The new measures allow wealth management subsidiaries to directly invest the proceeds of publicly issued WMP’s in equity securities.
CBIRC had previously given the green light to privately offered WMP’S investing directly in shares and publicly offered WMP’s investing indirectly in shares via publicly offered funds, with the launch of the “Commercial Bank Wealth Management Operation Supervisory Administrative Measures” (商业银行理财业务监督管理办法) on 28 September.
2. Expansion of sales channels
The Measures allow the WMP’s of bank subsidiaries to be told by banking sector financial institutions, as well as other entities approved by CBIRC, on the condition that regulations concerning the audio-visual recording of the sales process, customer risk assessments, risk matching principles and information disclosure are all observed.
3. Allowing banks to issue ranked WMP’s, paving the way for structured products.
While Chinese banks were previously prohibited from issuing ranked WMP’s, the new Measures allow their wealth management subsidiaries to do so on the condition that asset management regulations and the Measures themselves are observed.

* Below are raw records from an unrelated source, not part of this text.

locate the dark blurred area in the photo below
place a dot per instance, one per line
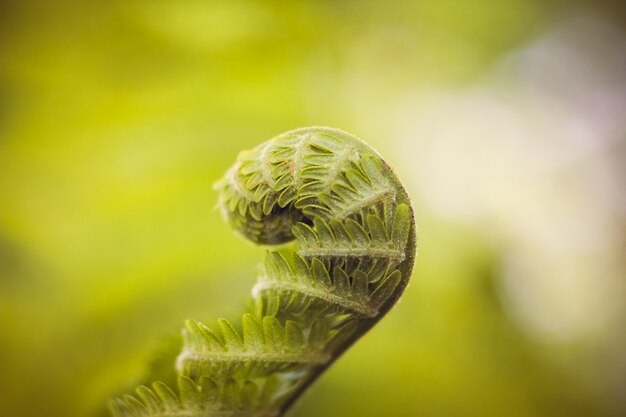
(505, 119)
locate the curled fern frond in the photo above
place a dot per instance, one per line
(354, 233)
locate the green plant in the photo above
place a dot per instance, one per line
(352, 258)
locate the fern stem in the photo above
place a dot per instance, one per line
(354, 250)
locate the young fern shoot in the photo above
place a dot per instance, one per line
(352, 256)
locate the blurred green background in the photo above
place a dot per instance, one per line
(505, 119)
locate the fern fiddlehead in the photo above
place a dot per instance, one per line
(352, 250)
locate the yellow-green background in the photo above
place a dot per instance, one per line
(116, 117)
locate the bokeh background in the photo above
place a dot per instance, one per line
(505, 119)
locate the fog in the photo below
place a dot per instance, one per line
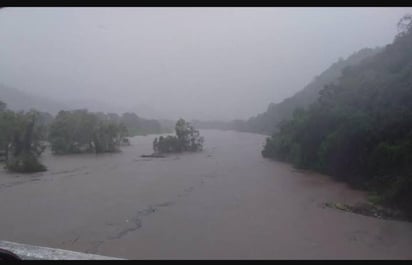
(196, 63)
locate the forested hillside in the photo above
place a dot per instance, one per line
(360, 128)
(267, 122)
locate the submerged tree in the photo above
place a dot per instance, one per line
(187, 139)
(22, 140)
(81, 131)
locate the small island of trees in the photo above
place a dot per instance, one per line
(187, 139)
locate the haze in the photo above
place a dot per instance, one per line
(196, 63)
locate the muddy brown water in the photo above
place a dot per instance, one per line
(226, 202)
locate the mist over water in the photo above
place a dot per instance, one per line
(197, 63)
(226, 202)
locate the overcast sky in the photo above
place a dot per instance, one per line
(205, 63)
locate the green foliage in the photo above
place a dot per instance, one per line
(360, 128)
(21, 140)
(81, 131)
(139, 126)
(187, 139)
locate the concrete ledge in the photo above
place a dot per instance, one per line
(30, 252)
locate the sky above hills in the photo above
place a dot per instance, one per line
(196, 63)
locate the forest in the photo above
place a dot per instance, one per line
(26, 134)
(359, 130)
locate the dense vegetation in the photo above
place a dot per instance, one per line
(81, 131)
(360, 128)
(187, 139)
(21, 139)
(24, 135)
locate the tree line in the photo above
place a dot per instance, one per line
(24, 135)
(360, 128)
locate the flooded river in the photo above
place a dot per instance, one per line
(226, 202)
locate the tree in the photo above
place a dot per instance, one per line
(23, 141)
(81, 131)
(187, 139)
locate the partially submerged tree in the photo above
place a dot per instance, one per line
(187, 139)
(81, 131)
(22, 140)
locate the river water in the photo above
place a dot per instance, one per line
(226, 202)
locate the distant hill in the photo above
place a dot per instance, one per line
(267, 122)
(19, 100)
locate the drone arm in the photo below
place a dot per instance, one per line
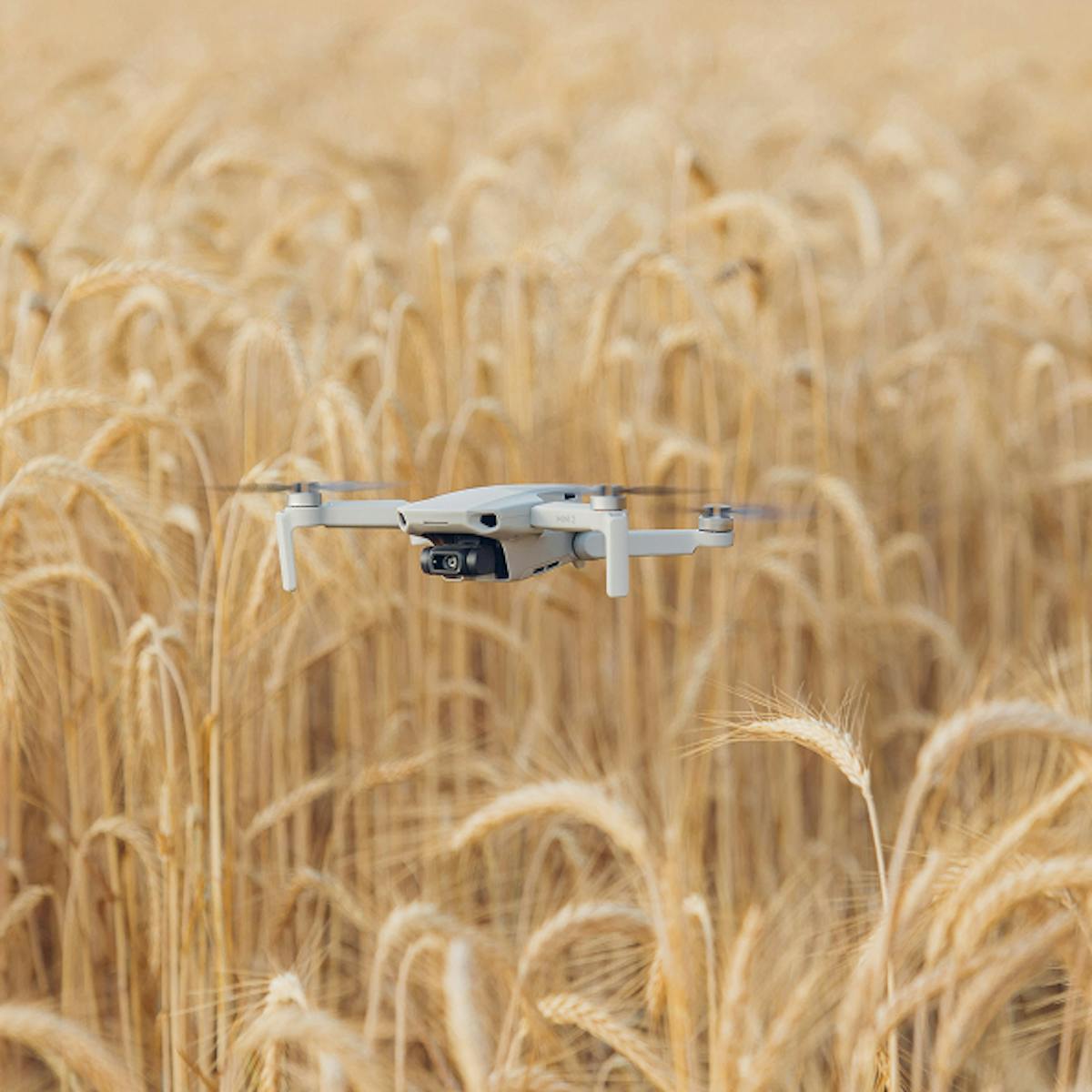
(591, 545)
(288, 520)
(334, 513)
(611, 527)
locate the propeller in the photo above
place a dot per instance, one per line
(304, 486)
(743, 511)
(637, 490)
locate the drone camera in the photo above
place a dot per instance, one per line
(475, 557)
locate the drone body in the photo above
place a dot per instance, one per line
(506, 532)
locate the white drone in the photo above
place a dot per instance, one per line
(503, 532)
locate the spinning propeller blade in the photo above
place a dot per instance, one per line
(304, 486)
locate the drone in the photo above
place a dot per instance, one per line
(505, 533)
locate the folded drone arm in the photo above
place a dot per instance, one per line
(334, 513)
(610, 527)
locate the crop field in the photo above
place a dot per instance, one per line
(814, 813)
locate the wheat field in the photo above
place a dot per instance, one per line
(813, 813)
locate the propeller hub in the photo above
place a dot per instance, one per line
(715, 518)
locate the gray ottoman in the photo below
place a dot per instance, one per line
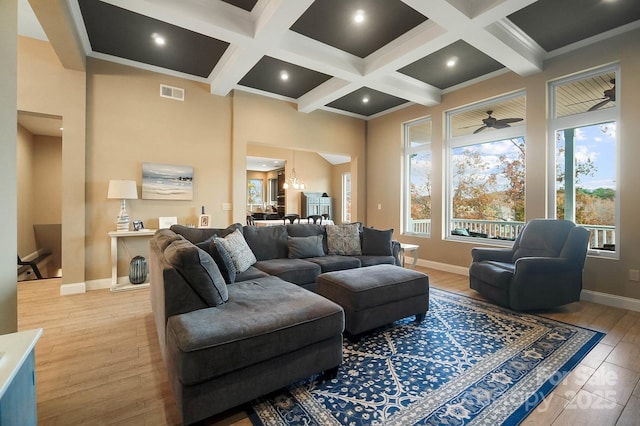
(376, 295)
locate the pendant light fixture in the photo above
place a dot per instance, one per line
(293, 181)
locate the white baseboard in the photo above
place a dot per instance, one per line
(611, 300)
(460, 270)
(99, 284)
(586, 295)
(75, 288)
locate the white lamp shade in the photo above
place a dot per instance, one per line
(123, 189)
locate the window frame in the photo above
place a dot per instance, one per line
(406, 180)
(452, 142)
(346, 202)
(587, 118)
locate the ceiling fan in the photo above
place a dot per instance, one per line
(609, 96)
(496, 123)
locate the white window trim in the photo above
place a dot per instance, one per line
(344, 197)
(406, 178)
(582, 120)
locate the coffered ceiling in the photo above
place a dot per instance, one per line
(315, 53)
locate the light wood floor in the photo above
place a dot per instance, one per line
(98, 361)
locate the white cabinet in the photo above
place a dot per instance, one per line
(315, 203)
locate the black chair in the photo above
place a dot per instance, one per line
(291, 217)
(542, 270)
(33, 264)
(315, 218)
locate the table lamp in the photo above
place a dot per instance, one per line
(123, 190)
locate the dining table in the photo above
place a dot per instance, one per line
(281, 222)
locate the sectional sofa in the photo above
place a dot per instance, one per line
(236, 312)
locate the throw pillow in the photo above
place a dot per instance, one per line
(239, 250)
(302, 247)
(164, 237)
(343, 239)
(199, 271)
(223, 259)
(376, 242)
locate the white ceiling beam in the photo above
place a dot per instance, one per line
(503, 42)
(406, 87)
(325, 93)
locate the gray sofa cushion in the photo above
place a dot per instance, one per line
(164, 237)
(199, 270)
(335, 262)
(376, 260)
(376, 242)
(303, 247)
(283, 318)
(267, 242)
(250, 274)
(297, 271)
(223, 259)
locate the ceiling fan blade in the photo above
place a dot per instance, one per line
(584, 102)
(599, 105)
(508, 120)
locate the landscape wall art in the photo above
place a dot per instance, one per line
(167, 182)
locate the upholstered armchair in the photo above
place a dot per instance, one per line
(543, 269)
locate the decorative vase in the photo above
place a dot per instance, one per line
(138, 270)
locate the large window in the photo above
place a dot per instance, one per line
(346, 197)
(417, 166)
(583, 133)
(486, 169)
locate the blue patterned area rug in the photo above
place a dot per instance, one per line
(468, 363)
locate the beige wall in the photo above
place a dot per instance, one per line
(266, 122)
(336, 190)
(384, 151)
(25, 184)
(44, 86)
(8, 173)
(129, 123)
(47, 178)
(311, 168)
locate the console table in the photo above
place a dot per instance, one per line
(115, 235)
(17, 378)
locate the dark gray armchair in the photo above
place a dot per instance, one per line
(543, 269)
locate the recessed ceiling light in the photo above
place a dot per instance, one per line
(160, 41)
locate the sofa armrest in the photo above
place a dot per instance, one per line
(479, 254)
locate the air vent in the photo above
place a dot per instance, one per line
(172, 92)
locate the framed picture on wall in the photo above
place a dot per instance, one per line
(165, 222)
(167, 182)
(204, 221)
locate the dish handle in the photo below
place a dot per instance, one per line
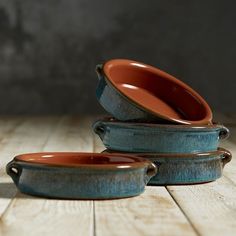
(99, 129)
(224, 133)
(14, 170)
(226, 157)
(99, 71)
(150, 172)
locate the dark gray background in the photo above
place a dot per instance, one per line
(49, 48)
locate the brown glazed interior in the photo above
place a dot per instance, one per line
(157, 92)
(83, 159)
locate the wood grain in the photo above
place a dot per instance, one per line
(152, 213)
(205, 209)
(37, 216)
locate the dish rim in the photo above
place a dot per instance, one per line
(207, 118)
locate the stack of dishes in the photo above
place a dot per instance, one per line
(159, 117)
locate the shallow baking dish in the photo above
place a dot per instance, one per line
(130, 90)
(163, 138)
(80, 175)
(187, 168)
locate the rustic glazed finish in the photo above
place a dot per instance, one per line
(148, 137)
(80, 175)
(187, 168)
(131, 90)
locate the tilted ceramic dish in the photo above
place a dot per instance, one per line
(131, 90)
(80, 175)
(187, 168)
(147, 137)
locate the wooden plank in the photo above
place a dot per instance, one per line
(54, 217)
(19, 135)
(152, 213)
(211, 207)
(37, 216)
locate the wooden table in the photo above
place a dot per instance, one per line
(206, 209)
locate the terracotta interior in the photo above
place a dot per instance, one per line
(81, 159)
(157, 92)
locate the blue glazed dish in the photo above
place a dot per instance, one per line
(161, 138)
(133, 91)
(80, 175)
(186, 168)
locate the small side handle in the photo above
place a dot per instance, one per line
(150, 172)
(224, 133)
(99, 70)
(227, 156)
(14, 170)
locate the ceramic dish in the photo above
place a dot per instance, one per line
(80, 175)
(131, 90)
(147, 137)
(187, 168)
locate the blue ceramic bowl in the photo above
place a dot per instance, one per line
(80, 175)
(187, 168)
(147, 137)
(131, 90)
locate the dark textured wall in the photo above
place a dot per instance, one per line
(49, 48)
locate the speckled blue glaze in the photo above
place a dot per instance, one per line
(79, 182)
(188, 168)
(146, 137)
(117, 104)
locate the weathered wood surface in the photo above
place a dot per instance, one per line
(206, 209)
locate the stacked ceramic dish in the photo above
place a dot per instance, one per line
(156, 116)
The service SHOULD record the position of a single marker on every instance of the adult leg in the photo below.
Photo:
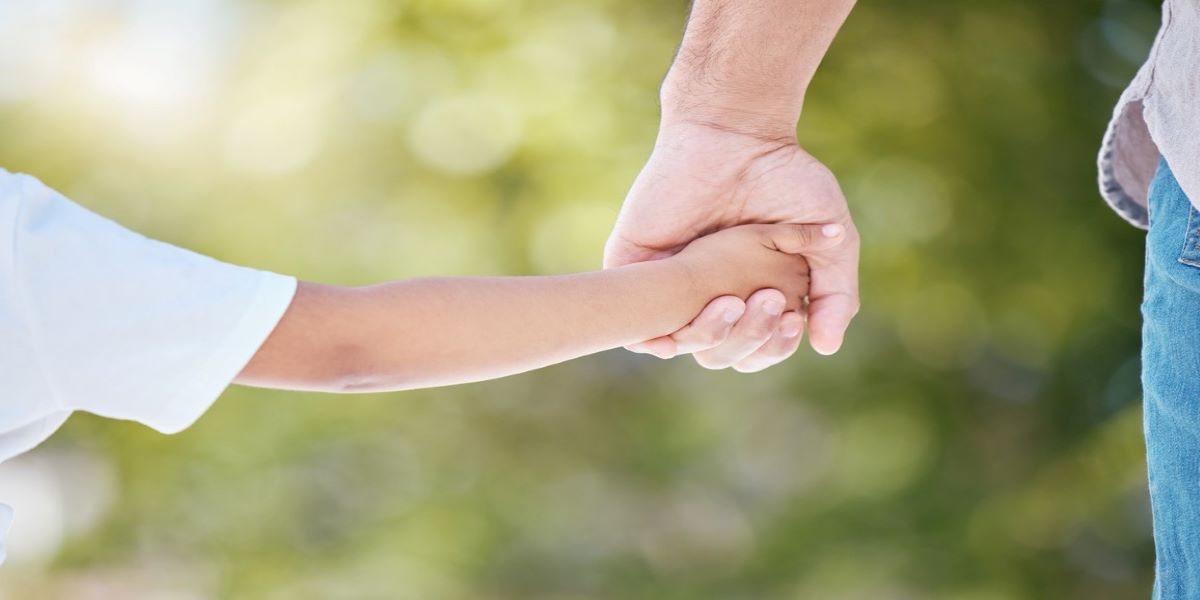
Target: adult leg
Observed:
(1171, 385)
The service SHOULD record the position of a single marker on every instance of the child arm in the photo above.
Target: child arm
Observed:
(439, 331)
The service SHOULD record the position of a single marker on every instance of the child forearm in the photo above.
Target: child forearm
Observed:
(439, 331)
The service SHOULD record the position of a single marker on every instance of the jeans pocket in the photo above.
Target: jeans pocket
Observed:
(1191, 252)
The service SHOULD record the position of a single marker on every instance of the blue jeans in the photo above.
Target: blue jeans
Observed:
(1171, 385)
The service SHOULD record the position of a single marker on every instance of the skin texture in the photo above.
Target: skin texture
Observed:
(441, 331)
(727, 154)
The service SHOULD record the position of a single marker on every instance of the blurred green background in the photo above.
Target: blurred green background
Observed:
(978, 438)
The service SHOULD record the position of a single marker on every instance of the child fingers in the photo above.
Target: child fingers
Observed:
(712, 327)
(783, 343)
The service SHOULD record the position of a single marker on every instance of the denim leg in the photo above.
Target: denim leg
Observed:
(1171, 385)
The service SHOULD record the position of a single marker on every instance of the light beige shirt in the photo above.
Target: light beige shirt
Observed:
(1157, 115)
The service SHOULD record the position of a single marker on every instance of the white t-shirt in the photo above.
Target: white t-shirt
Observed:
(97, 318)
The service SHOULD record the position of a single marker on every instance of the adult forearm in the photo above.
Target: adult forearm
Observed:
(747, 64)
(439, 331)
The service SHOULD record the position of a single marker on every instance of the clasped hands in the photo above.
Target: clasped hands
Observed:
(701, 180)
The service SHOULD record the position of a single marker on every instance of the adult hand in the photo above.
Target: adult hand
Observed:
(701, 179)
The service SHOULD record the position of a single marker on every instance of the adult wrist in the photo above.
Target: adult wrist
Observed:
(757, 115)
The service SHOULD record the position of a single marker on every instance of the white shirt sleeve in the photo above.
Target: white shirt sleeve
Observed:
(97, 318)
(125, 327)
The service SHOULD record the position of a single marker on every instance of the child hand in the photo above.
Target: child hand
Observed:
(743, 259)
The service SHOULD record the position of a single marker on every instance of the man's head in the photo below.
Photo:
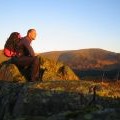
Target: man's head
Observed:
(31, 34)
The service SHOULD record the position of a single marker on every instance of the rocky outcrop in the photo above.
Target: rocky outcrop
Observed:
(52, 100)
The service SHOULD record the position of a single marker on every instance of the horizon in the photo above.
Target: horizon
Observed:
(63, 24)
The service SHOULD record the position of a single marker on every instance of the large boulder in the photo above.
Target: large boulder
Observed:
(50, 70)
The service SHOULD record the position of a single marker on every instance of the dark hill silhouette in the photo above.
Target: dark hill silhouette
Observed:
(90, 61)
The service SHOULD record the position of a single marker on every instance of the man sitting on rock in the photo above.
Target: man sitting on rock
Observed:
(26, 55)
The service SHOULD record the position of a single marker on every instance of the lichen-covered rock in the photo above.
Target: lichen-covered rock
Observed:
(9, 72)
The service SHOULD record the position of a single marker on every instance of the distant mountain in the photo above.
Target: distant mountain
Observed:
(86, 58)
(90, 61)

4. Encouraging foreign investment
While the new Measures state that wealth management subsidiaries should be established by commercial banks registered in China who serve as controlling shareholders, they also allow domestic and foreign financial institutions as well as domestic non-financial enterprises and to contribute capital to the establishment of such subsidiaries.
5. Minimum registered capital
The minimum registered capital of wealth management subsidiaries is set at 1 billion yuan.
6. Subsidiaries permitted to invest in their own wealth management products
Bank wealth management subsidiaries are allowed to invest no more than 20% of their own capital in WMP’s, although they are barred from investing in lower-grade products.